The Boston Globe reports, “Two HIV-positive patients in Boston who underwent bone marrow transplants for cancer were later found to have undetectable blood levels of HIV, according to research presented at the 2012 International AIDS Conference.”
Though “scientists say it is too early to call the patients ‘cured’ of the virus,” the “results offer intriguing insights into how an eventual HIV cure might be developed.” Dr. Daniel Kuritzkes and Dr. Timothy Henrich of Brigham and Women’s Hopsital studied the patients, and “found that the patients’ blood showed no traces of HIV particles and viral DNA within eight to nine months of their transplants.”
On its website, NBC News further explains the cases.
According to Dr. Kuritzkes, “We found that immediately before the transplant and after the transplant, HIV DNA was in the cells. As the patients’ cells were replaced by the donor cells, the HIV DNA disappeared.”

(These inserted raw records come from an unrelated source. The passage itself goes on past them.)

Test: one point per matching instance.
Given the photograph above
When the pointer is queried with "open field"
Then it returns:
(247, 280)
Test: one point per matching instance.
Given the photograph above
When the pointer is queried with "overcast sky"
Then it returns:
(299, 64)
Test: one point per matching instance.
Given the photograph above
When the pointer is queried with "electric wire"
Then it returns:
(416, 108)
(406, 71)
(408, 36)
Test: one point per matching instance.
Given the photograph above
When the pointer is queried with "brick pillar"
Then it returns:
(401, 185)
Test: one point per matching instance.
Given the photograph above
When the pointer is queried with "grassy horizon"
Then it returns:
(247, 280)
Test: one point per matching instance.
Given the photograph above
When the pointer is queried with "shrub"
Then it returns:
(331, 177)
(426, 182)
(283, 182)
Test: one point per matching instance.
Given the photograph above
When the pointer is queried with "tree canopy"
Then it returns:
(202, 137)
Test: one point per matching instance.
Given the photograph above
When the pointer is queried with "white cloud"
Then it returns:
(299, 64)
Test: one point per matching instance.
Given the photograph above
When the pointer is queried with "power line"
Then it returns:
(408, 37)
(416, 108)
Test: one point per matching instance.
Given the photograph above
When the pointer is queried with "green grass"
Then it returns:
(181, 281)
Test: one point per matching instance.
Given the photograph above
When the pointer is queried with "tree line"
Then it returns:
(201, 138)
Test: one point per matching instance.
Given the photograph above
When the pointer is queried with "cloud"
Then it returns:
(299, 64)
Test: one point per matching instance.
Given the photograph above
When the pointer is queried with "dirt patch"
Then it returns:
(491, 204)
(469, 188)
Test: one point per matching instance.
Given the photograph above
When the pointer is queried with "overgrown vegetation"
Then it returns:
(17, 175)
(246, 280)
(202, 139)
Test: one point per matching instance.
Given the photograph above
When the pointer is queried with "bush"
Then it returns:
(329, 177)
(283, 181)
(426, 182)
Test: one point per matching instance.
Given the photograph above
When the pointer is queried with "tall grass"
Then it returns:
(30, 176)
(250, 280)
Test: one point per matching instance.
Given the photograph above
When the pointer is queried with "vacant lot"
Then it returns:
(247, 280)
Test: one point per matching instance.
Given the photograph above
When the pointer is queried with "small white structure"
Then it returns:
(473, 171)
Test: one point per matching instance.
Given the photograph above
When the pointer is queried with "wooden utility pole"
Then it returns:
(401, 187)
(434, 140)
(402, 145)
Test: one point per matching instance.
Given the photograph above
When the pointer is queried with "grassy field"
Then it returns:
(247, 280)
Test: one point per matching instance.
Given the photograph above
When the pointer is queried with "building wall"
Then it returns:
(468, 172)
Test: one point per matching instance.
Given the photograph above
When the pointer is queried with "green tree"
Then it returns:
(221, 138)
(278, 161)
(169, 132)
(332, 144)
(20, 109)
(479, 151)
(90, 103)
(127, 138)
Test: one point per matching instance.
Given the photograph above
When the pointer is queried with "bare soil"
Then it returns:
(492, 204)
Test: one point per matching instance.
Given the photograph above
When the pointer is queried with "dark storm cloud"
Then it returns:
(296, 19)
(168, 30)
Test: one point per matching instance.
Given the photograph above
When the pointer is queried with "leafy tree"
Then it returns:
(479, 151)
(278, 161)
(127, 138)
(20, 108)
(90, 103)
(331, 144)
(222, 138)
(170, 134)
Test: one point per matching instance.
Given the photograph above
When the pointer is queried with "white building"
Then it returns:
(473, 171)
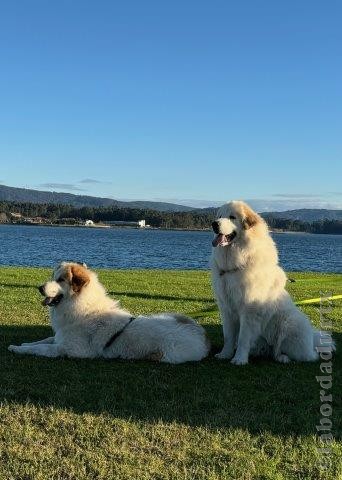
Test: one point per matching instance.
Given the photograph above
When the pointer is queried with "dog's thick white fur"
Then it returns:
(85, 321)
(257, 313)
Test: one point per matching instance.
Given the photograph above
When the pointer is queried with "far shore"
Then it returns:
(130, 227)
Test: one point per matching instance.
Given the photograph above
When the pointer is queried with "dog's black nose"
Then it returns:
(215, 226)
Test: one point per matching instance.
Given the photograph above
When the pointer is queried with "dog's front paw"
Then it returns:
(237, 360)
(223, 355)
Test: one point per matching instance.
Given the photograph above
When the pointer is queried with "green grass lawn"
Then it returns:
(64, 419)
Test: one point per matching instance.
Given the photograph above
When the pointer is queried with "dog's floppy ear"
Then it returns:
(79, 277)
(250, 218)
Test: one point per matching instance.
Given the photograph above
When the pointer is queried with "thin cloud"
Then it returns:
(93, 181)
(295, 195)
(62, 186)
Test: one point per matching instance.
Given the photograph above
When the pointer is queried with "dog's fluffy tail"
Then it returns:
(323, 338)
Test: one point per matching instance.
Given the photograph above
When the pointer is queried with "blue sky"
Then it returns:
(185, 101)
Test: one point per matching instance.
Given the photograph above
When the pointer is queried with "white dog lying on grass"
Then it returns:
(257, 313)
(88, 324)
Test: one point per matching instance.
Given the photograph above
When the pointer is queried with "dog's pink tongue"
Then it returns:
(218, 240)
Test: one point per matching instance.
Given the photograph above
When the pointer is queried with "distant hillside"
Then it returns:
(306, 215)
(13, 194)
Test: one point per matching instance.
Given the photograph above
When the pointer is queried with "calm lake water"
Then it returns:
(132, 248)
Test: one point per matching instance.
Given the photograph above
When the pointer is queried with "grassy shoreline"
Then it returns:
(81, 419)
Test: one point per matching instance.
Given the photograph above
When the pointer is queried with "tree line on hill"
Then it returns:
(59, 214)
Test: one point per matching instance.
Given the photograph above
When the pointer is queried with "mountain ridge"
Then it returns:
(17, 194)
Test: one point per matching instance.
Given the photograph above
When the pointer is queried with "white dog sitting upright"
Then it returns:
(88, 324)
(257, 313)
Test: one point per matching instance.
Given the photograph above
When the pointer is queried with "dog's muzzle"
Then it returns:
(222, 240)
(50, 301)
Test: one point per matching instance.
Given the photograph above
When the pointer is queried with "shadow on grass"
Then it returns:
(262, 396)
(153, 296)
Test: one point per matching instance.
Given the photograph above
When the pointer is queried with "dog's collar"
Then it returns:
(118, 333)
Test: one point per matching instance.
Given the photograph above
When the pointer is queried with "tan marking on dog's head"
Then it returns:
(249, 217)
(78, 277)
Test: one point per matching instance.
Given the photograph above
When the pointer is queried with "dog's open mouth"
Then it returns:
(223, 240)
(52, 301)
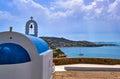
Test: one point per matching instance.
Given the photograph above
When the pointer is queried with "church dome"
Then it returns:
(11, 53)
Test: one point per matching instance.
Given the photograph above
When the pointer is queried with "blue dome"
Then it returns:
(11, 53)
(40, 44)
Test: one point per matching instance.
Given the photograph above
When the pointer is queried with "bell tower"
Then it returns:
(31, 27)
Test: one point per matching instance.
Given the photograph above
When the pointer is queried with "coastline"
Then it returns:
(66, 61)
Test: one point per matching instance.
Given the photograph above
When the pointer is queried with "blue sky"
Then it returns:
(92, 20)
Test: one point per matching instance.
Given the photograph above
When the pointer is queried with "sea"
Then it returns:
(112, 52)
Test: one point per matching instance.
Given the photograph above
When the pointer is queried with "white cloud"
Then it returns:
(4, 15)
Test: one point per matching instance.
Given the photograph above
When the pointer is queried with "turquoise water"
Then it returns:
(92, 52)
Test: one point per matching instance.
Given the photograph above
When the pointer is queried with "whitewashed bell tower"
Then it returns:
(31, 27)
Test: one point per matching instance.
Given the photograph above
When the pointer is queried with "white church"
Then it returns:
(25, 56)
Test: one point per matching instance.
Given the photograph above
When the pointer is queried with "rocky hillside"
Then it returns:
(63, 42)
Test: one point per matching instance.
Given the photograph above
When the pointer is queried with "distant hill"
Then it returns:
(63, 42)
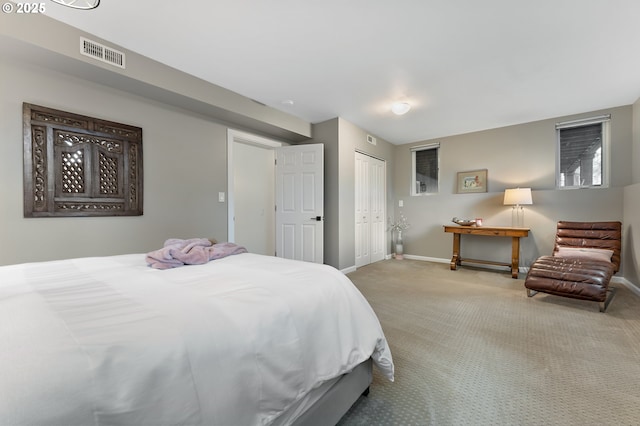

Writes MSNBC, “The donor cells, it appears, killed off and replaced the infected cells. And the HIV drugs protected the donor cells while they did it.”
The NPR “Shots” blog reports on the “crucial difference” between the two Boston patients and the “so-called Berlin patient,” who “is famously the only person in the world who has been cured of HIV;” the Boston patients “have not yet stopped taking anti-HIV drugs.” The blog adds, though, that it “may happen in the coming months.”